Returns the current status of the Osmosis blockchain
AI agents call get-blockchain-status to retrieve information from Osmosis MCP Server without modifying anything — typically the context-gathering step in research, monitoring, and reporting workflows, before the agent takes action elsewhere.
This tool performs a read-only operation—it queries and retrieves the current blockchain status. There are no side effects, no state modifications, no code execution, and no financial implications. It fits the 'Read' category definition of retrieving or querying data with no side effects (search, list, get, fetch).
From the tool's definition Tool name 'get-blockchain-status' and description 'Returns the current status of the Osmosis blockchain' indicate a query operation that retrieves blockchain state information without modifying or executing transactions.
Attacks that exploit this kind of access
Returns the current status of the Osmosis blockchain. It is categorised as a Read tool in the Osmosis MCP Server MCP Server, which means it retrieves data without modifying state.
Register the Osmosis MCP Server MCP server in PolicyLayer and add a rule for get-blockchain-status: allow, deny, rate-limit, or require approval. Point your MCP client at the PolicyLayer proxy URL and the rule is enforced on every call, before it reaches Osmosis MCP Server. Nothing to install.
get-blockchain-status is a Read tool with low risk.

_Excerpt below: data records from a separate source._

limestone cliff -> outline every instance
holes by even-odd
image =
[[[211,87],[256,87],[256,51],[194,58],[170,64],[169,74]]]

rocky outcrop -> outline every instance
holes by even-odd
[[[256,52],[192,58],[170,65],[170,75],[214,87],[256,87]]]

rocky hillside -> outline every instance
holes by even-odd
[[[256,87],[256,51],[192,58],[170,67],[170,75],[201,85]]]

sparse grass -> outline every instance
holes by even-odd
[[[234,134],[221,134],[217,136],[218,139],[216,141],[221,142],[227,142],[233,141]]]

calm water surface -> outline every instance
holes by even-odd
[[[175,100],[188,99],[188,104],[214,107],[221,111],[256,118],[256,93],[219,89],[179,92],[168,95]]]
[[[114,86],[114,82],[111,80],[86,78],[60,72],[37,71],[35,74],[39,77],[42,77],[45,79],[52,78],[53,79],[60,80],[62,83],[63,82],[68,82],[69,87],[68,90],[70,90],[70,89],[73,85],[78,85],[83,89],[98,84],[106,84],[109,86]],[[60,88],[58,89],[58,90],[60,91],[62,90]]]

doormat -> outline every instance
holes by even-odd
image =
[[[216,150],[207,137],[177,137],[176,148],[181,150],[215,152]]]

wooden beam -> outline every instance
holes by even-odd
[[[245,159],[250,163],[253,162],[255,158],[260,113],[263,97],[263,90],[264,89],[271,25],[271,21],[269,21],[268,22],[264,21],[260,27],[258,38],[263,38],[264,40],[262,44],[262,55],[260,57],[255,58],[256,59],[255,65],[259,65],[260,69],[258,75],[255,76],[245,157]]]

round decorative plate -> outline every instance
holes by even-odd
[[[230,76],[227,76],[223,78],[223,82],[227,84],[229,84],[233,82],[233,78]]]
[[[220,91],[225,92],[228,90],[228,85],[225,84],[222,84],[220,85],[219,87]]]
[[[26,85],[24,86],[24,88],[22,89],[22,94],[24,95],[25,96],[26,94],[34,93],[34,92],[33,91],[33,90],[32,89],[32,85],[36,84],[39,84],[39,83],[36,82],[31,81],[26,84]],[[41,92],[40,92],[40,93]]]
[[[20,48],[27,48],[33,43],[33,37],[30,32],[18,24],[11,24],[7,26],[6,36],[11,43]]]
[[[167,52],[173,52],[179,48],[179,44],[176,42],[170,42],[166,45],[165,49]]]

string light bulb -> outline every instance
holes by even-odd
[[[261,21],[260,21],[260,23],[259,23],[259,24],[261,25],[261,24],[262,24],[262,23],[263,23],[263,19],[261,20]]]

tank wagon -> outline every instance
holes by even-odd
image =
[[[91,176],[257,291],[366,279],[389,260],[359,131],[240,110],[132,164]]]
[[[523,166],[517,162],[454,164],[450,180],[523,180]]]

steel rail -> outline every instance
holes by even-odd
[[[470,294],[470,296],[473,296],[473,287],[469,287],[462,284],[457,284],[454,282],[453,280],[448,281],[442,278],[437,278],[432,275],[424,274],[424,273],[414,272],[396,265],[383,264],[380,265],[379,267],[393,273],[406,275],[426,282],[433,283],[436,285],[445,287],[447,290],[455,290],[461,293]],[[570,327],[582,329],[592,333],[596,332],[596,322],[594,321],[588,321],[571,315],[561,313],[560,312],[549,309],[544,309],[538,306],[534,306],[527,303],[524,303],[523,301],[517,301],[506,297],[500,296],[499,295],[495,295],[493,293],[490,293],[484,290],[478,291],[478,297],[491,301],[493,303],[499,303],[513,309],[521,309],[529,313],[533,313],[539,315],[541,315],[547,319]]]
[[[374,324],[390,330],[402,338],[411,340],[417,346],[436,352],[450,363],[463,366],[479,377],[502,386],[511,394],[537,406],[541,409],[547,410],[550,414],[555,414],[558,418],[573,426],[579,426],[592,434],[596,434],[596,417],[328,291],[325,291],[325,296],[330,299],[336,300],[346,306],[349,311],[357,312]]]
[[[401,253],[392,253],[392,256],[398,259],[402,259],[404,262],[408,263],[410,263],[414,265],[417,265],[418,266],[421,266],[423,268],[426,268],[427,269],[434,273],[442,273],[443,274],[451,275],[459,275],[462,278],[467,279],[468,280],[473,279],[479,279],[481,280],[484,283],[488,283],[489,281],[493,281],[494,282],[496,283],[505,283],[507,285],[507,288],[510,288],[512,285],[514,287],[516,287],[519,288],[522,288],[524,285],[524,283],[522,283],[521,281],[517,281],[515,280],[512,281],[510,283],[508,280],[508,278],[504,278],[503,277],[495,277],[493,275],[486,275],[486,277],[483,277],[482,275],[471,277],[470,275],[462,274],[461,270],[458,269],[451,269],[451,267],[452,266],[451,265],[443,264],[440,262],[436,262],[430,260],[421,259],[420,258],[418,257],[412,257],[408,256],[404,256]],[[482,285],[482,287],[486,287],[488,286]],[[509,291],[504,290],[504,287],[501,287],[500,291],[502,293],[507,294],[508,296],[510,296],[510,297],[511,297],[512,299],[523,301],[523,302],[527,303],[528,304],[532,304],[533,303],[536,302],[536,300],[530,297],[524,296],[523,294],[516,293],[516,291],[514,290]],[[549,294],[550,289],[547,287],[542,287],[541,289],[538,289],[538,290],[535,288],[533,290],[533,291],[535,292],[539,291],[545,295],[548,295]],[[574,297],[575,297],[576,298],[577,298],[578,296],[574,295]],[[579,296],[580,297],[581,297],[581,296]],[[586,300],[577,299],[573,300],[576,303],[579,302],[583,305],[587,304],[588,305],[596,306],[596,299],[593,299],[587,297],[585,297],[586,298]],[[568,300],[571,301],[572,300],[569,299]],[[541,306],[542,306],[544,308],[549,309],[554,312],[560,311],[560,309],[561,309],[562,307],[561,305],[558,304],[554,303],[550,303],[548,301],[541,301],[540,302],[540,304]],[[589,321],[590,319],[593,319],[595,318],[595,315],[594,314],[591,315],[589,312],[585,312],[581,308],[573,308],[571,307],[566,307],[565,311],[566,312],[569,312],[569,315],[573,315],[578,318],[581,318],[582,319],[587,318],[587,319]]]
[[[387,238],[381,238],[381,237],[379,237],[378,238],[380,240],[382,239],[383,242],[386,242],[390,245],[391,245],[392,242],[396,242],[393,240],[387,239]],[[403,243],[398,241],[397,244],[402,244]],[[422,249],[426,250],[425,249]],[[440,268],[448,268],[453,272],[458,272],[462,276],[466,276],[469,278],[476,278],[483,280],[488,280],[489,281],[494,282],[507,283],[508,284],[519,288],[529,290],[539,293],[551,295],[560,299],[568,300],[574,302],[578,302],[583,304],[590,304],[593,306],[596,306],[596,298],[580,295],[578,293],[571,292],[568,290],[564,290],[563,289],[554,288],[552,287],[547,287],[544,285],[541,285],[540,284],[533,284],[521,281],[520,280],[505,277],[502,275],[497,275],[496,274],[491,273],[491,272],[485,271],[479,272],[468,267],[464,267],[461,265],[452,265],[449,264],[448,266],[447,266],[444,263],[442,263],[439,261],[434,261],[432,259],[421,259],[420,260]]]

Read-only tools are generally safe to allow by default.
Yes. Add a rate_limit block to the get-blockchain-status rule in your PolicyLayer policy. For example, setting max: 10 and window: 60 limits the tool to 10 calls per minute. Rate limits are tracked per agent session and reset automatically.

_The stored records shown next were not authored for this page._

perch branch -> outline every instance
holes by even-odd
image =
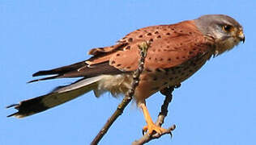
[[[133,74],[133,81],[131,84],[131,88],[126,93],[122,102],[118,105],[116,111],[107,120],[107,122],[105,124],[102,129],[99,131],[98,135],[94,138],[94,139],[91,143],[91,145],[98,144],[98,143],[100,141],[102,137],[107,133],[111,125],[122,114],[124,109],[126,107],[126,106],[130,103],[130,102],[132,99],[132,97],[134,93],[135,88],[139,85],[139,76],[142,73],[144,68],[145,57],[147,56],[147,49],[150,47],[150,44],[147,42],[143,42],[138,47],[140,49],[140,60],[139,60],[139,67]]]
[[[165,96],[165,99],[164,99],[164,103],[161,106],[161,111],[158,114],[158,118],[156,121],[157,126],[161,126],[162,124],[164,124],[164,118],[167,116],[167,114],[168,114],[168,106],[173,99],[173,94],[172,94],[173,91],[174,90],[175,88],[178,88],[178,87],[180,87],[180,85],[172,86],[172,87],[167,87],[160,91],[160,93]],[[133,142],[132,145],[144,144],[146,143],[150,142],[151,140],[159,139],[162,135],[166,135],[166,134],[169,134],[171,135],[171,137],[173,137],[172,131],[174,130],[175,128],[176,128],[176,126],[173,125],[172,126],[170,126],[169,129],[167,129],[162,134],[155,133],[151,135],[150,135],[148,134],[145,134],[142,138]]]

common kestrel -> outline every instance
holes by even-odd
[[[96,97],[109,91],[113,96],[124,94],[130,88],[132,73],[139,66],[138,45],[150,42],[144,70],[134,98],[143,110],[149,134],[164,129],[154,124],[146,107],[146,99],[167,86],[180,84],[198,71],[211,56],[227,52],[245,41],[242,27],[233,18],[208,14],[197,19],[171,25],[138,29],[126,35],[115,45],[93,48],[92,56],[74,64],[39,71],[33,77],[52,75],[30,82],[64,77],[83,77],[51,93],[19,104],[19,111],[9,115],[29,116],[93,90]]]

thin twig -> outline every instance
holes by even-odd
[[[157,121],[156,123],[157,126],[161,126],[162,124],[164,124],[164,118],[167,116],[167,114],[168,114],[168,106],[173,99],[173,94],[172,94],[173,91],[174,90],[175,88],[178,88],[179,86],[180,86],[180,85],[175,85],[173,87],[164,88],[164,89],[162,89],[160,91],[160,93],[165,96],[165,99],[164,99],[164,103],[161,106],[161,111],[158,114],[158,118],[157,118]],[[134,141],[132,143],[132,145],[144,144],[146,143],[148,143],[151,140],[159,139],[162,135],[166,135],[166,134],[169,134],[171,135],[171,137],[173,137],[172,131],[174,130],[175,128],[176,128],[176,126],[173,125],[169,129],[167,129],[164,132],[162,132],[162,134],[155,133],[151,135],[150,135],[148,134],[145,134],[139,139]]]
[[[130,103],[132,99],[132,97],[134,93],[135,88],[139,85],[139,76],[142,73],[144,68],[144,61],[145,57],[147,56],[147,51],[150,47],[149,43],[143,42],[140,45],[138,46],[140,51],[140,60],[137,70],[134,72],[133,75],[133,81],[131,84],[131,88],[129,89],[122,102],[118,105],[116,111],[112,114],[112,116],[108,119],[107,122],[102,127],[102,129],[99,131],[98,135],[94,138],[91,145],[98,144],[102,137],[107,133],[108,130],[111,126],[111,125],[115,122],[115,120],[122,114],[124,109]]]

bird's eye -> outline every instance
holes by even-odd
[[[233,27],[231,25],[224,25],[222,29],[226,32],[230,32],[233,30]]]

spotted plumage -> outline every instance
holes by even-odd
[[[84,61],[51,70],[40,71],[33,77],[53,75],[42,80],[83,77],[53,92],[13,105],[19,111],[9,116],[23,118],[75,98],[90,90],[99,97],[109,91],[113,96],[126,93],[130,88],[132,73],[139,60],[138,45],[150,47],[144,69],[135,89],[134,99],[145,115],[148,133],[160,133],[146,107],[146,99],[167,87],[178,85],[198,71],[212,56],[232,49],[245,41],[242,27],[223,14],[203,15],[197,19],[171,25],[138,29],[118,40],[115,45],[93,48],[92,56]]]

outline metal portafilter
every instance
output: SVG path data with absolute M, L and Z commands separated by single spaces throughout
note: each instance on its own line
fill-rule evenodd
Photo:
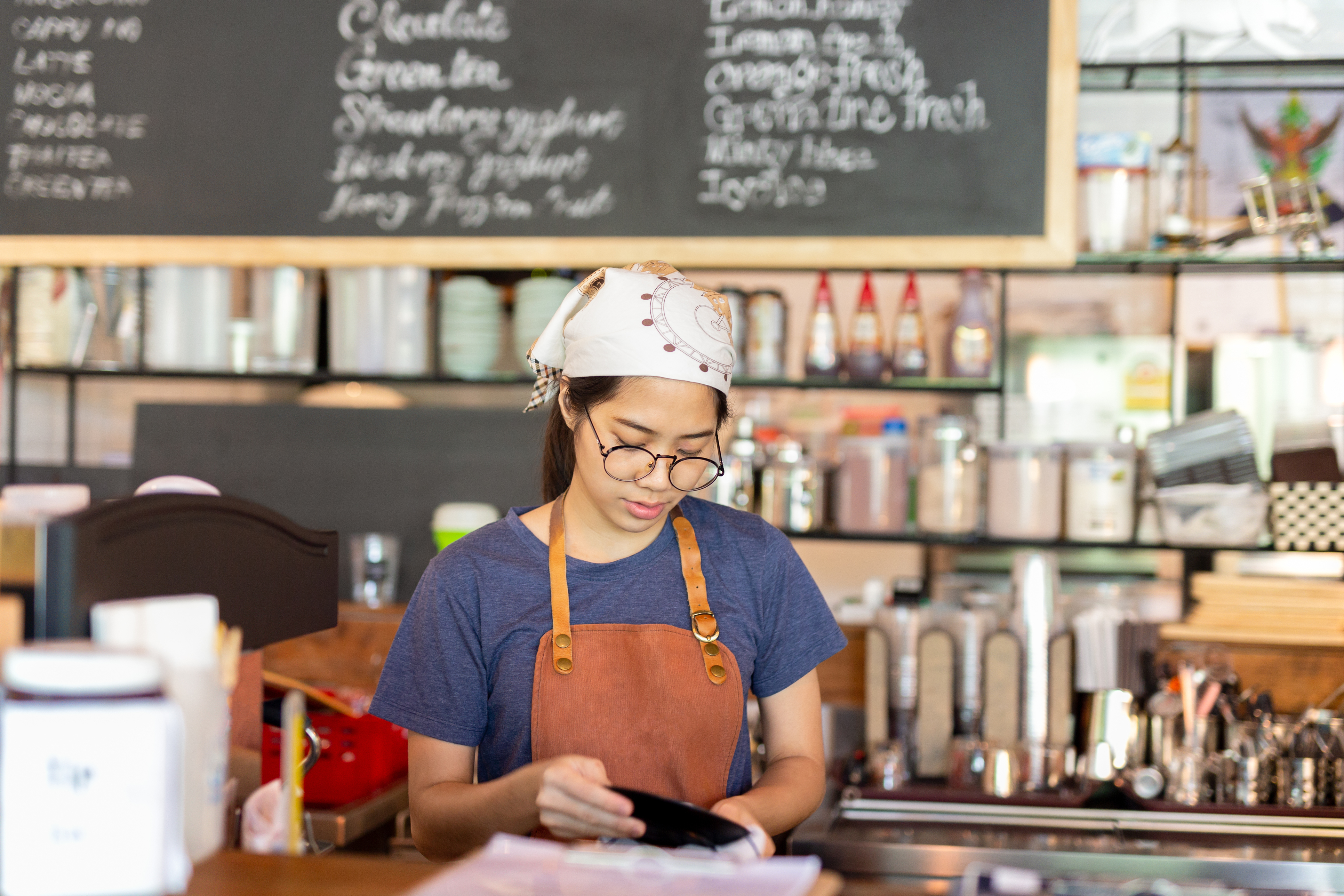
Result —
M 1124 689 L 1097 690 L 1087 697 L 1087 740 L 1083 776 L 1113 780 L 1130 763 L 1134 695 Z

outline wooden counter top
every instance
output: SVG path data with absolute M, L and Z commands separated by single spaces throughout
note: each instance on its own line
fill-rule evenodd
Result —
M 253 856 L 223 852 L 196 866 L 187 896 L 394 896 L 444 869 L 376 856 Z M 824 870 L 808 896 L 837 896 L 840 875 Z M 868 896 L 872 891 L 864 891 Z
M 187 896 L 391 896 L 442 870 L 376 856 L 253 856 L 228 850 L 196 866 Z

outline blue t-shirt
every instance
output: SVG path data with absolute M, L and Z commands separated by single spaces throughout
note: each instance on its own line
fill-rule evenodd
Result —
M 789 540 L 773 525 L 687 497 L 710 609 L 737 657 L 743 697 L 784 690 L 845 645 Z M 532 670 L 551 630 L 547 545 L 513 508 L 434 557 L 406 607 L 371 712 L 477 750 L 477 779 L 532 760 Z M 570 622 L 664 623 L 689 630 L 685 579 L 668 520 L 653 544 L 614 563 L 567 557 Z M 613 737 L 617 732 L 612 732 Z M 751 786 L 746 715 L 728 795 Z

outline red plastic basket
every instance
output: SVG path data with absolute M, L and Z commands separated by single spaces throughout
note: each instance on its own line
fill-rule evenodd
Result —
M 407 732 L 378 716 L 351 719 L 339 712 L 309 711 L 323 752 L 304 778 L 304 802 L 341 806 L 406 774 Z M 262 725 L 262 783 L 280 778 L 280 728 Z

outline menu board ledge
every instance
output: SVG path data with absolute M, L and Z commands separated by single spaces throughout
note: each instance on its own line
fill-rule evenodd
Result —
M 0 265 L 422 265 L 532 269 L 1071 267 L 1073 235 L 1047 236 L 0 236 Z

Set action: deny in the PolicyLayer policy for get-blockchain-status. The AI agent will receive a policy violation error and cannot call the tool. You can also include a reason field to explain why the tool is blocked.
get-blockchain-status is provided by the Osmosis MCP Server MCP server (myronkoch-dev/mcp-osmosis). PolicyLayer sits as a proxy in front of this server to enforce policies before tool calls reach the server.
Every MCP server has a record like this.
Type a name, get the same breakdown: verified identity, auth posture, risk grade, capabilities, recommended policy.